Other times, it’s the simple act of the children being “really loved and celebrated”, albeit just for a week or two sometimes. Fixing the “brokenness” that a life in the care system can bring is particularly motivating for Nic: “One of the things for us was… what if we were able to do something early on in their story and actually create a safe place for some children to belong?” 

Fostering children is a great way to have a positive impact on your own children. This is a less-known upside. Make no mistake: it’s hugely disruptive. It was essential that both their daughters were involved in the early consultation process and on board with this idea. Yet, for them to see that not all children have the same start in life serves as an invaluable “eye opener”, according to Nic. 

Fixing the ‘brokenness’ that a life in the care system can bring is particularly motivating

So, with demand for foster parents increasing as a consequence of the Covid pandemic – Barnado’s reported demand being up 44 per cent in 2020 – what advice do the Kimmances have for people who are thinking about giving it a go? 

First, get informed.

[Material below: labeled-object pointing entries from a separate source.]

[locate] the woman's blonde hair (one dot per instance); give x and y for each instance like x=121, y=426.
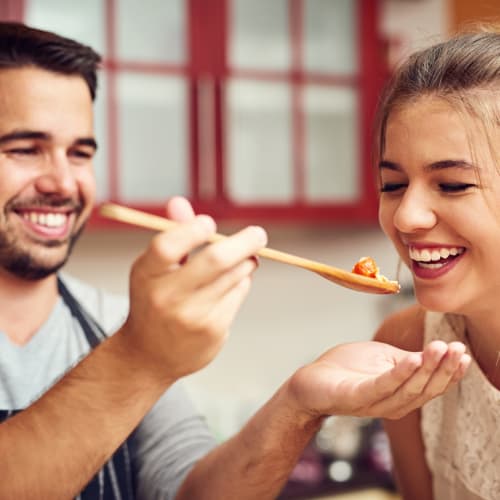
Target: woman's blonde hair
x=464, y=70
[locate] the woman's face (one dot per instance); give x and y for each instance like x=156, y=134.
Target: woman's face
x=440, y=205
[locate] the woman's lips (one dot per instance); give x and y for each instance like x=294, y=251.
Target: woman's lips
x=435, y=269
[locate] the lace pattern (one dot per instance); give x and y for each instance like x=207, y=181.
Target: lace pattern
x=460, y=428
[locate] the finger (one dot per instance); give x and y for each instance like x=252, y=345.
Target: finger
x=433, y=354
x=168, y=248
x=389, y=382
x=465, y=362
x=410, y=390
x=409, y=397
x=221, y=257
x=179, y=209
x=443, y=375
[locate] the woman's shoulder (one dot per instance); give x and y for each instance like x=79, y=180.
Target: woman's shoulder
x=404, y=329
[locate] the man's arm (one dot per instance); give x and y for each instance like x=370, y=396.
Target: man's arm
x=178, y=321
x=367, y=378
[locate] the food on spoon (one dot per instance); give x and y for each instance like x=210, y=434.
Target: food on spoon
x=366, y=266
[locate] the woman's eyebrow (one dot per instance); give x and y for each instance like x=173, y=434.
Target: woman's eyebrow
x=437, y=165
x=443, y=164
x=389, y=165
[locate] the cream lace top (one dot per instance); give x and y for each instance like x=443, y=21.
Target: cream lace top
x=461, y=429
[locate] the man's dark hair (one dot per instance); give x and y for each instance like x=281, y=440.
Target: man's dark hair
x=21, y=46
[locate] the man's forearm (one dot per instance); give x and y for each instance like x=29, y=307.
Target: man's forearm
x=257, y=461
x=54, y=447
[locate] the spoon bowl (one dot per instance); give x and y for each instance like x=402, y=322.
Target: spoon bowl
x=339, y=276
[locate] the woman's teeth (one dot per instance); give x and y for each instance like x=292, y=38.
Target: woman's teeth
x=431, y=258
x=46, y=219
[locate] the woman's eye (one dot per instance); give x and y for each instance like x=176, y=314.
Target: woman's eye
x=455, y=187
x=390, y=187
x=82, y=154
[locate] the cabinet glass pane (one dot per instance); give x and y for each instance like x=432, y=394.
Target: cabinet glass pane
x=101, y=164
x=332, y=144
x=259, y=142
x=330, y=36
x=151, y=31
x=152, y=137
x=259, y=34
x=82, y=21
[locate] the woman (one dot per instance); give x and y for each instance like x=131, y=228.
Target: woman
x=438, y=155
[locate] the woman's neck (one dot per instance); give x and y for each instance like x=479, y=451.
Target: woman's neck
x=483, y=337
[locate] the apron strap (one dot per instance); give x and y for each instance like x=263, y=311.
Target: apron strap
x=92, y=330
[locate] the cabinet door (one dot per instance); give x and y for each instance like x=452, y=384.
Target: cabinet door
x=296, y=107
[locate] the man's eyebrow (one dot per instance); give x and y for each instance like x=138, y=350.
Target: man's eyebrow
x=87, y=141
x=23, y=134
x=17, y=135
x=389, y=165
x=438, y=165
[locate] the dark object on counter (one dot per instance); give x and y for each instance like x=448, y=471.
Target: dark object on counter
x=347, y=454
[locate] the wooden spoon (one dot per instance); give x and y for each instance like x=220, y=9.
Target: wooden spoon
x=339, y=276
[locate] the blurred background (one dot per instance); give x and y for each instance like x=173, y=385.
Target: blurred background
x=259, y=111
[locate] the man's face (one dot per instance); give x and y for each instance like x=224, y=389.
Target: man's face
x=47, y=184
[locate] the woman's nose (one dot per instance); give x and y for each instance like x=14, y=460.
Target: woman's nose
x=415, y=212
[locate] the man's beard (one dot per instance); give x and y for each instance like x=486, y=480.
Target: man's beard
x=23, y=264
x=17, y=258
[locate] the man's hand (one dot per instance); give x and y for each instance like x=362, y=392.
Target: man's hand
x=376, y=379
x=181, y=309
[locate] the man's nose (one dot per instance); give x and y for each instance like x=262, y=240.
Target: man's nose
x=415, y=211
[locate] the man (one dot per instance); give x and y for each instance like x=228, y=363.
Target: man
x=96, y=417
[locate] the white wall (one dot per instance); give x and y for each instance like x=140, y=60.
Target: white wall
x=291, y=316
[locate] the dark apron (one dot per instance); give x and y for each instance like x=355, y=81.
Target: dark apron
x=115, y=480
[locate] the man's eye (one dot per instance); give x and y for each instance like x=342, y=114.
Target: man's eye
x=22, y=151
x=390, y=187
x=455, y=187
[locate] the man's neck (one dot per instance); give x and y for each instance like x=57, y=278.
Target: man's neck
x=26, y=305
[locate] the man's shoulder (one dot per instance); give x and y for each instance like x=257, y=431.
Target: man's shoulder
x=107, y=308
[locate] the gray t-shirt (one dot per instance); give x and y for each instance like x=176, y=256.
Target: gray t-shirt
x=171, y=437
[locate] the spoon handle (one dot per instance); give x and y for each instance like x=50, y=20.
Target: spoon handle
x=151, y=221
x=335, y=274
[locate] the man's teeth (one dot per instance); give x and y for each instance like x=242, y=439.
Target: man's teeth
x=46, y=219
x=435, y=254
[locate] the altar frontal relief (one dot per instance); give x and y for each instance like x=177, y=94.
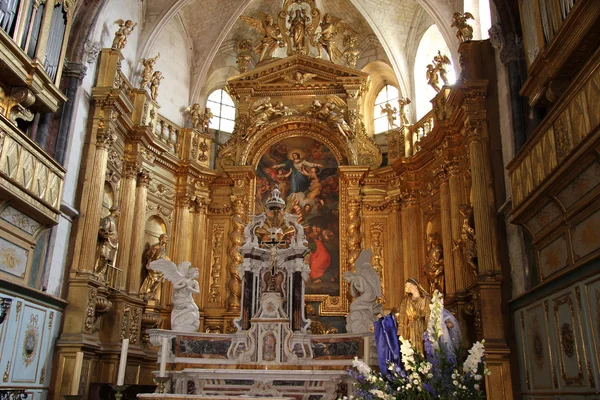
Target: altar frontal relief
x=305, y=171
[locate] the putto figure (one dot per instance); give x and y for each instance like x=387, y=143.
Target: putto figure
x=440, y=61
x=365, y=287
x=404, y=102
x=155, y=83
x=272, y=35
x=465, y=31
x=154, y=278
x=185, y=316
x=148, y=64
x=108, y=243
x=391, y=115
x=330, y=27
x=433, y=79
x=125, y=29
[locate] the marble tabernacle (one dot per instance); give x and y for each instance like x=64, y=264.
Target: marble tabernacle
x=273, y=352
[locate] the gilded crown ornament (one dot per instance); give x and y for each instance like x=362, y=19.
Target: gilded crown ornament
x=125, y=29
x=148, y=64
x=465, y=31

Talk to friends, search online, ask your fostering or adoption agency the hard questions (for example: ‘What if I’m no good at it?’ ‘What if I don’t like the child?’). Second, don’t swallow the “myth” that foster parents are somehow saints. They’re not. Even if you’re going through difficult times personally, it can be a blessing. 

As Nic concludes: “You don’t need to be special or to be behaviour experts, you just need to be willing to open your home up and to ride the rough with the smooth.”